Don't touch Profile & Level and Video format should be self explaining. Encode mode is Progressive or Interlaced depending on what the video structure is in the main screen of Xmpeg at the bottom (PAL case). For NTSC if the movie is being decoded at 23.976fps it's 3:2 pulldown when playback and Inverse 3:2 pulldown for NTSC animes. What 3:2 pulldown does it repeat certain frames in order to turn the 23.976fps stream into 29.97fps during playback, like it's being done when you play a regular DVD that's progressive. Inverse 3:2 tries to keep the current video structure, that is parts that are progressive with pulldown flags will be kept progressive with pulldown flags set and interlaced parts will be kept interlaced.

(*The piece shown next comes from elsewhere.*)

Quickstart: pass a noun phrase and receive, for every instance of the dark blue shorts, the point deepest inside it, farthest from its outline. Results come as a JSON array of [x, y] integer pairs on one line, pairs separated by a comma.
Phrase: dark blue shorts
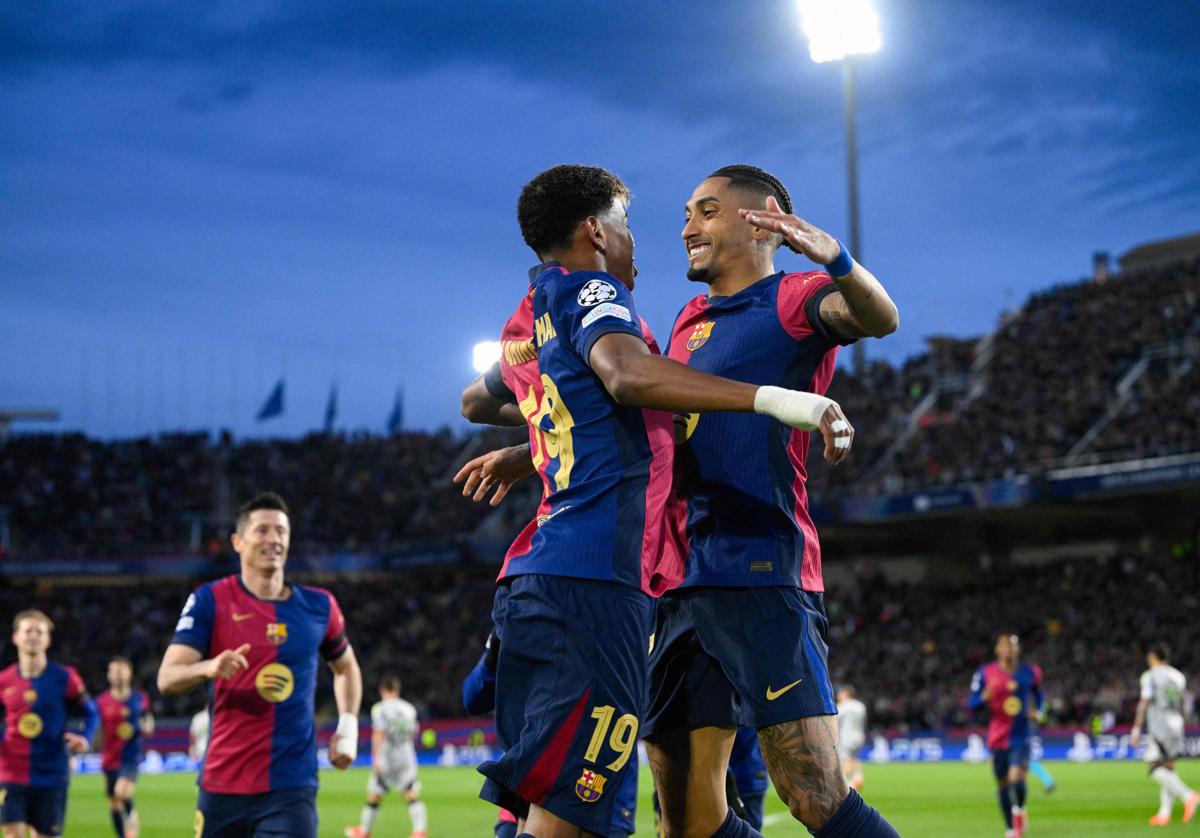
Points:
[[285, 813], [1017, 754], [738, 658], [570, 687], [45, 809], [129, 772]]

Now go to the Advanced settings.
Remember
writing down the aspect ratio and frame type? Here's where you need it. Select
the Video source type according to your source. Then select the Source
aspect ratio according to your source as well, and make sure you have selected
the right TV format as well (PAL or NTSC).
Then there's the Field order, which is a really important setting. If you chose the wrong order your output will completely unusable.
>> Read more about
Setting the right field order
The last step is setting up audio. The profiles contain good values, but if you prefer better quality you can use toolame as external encoder.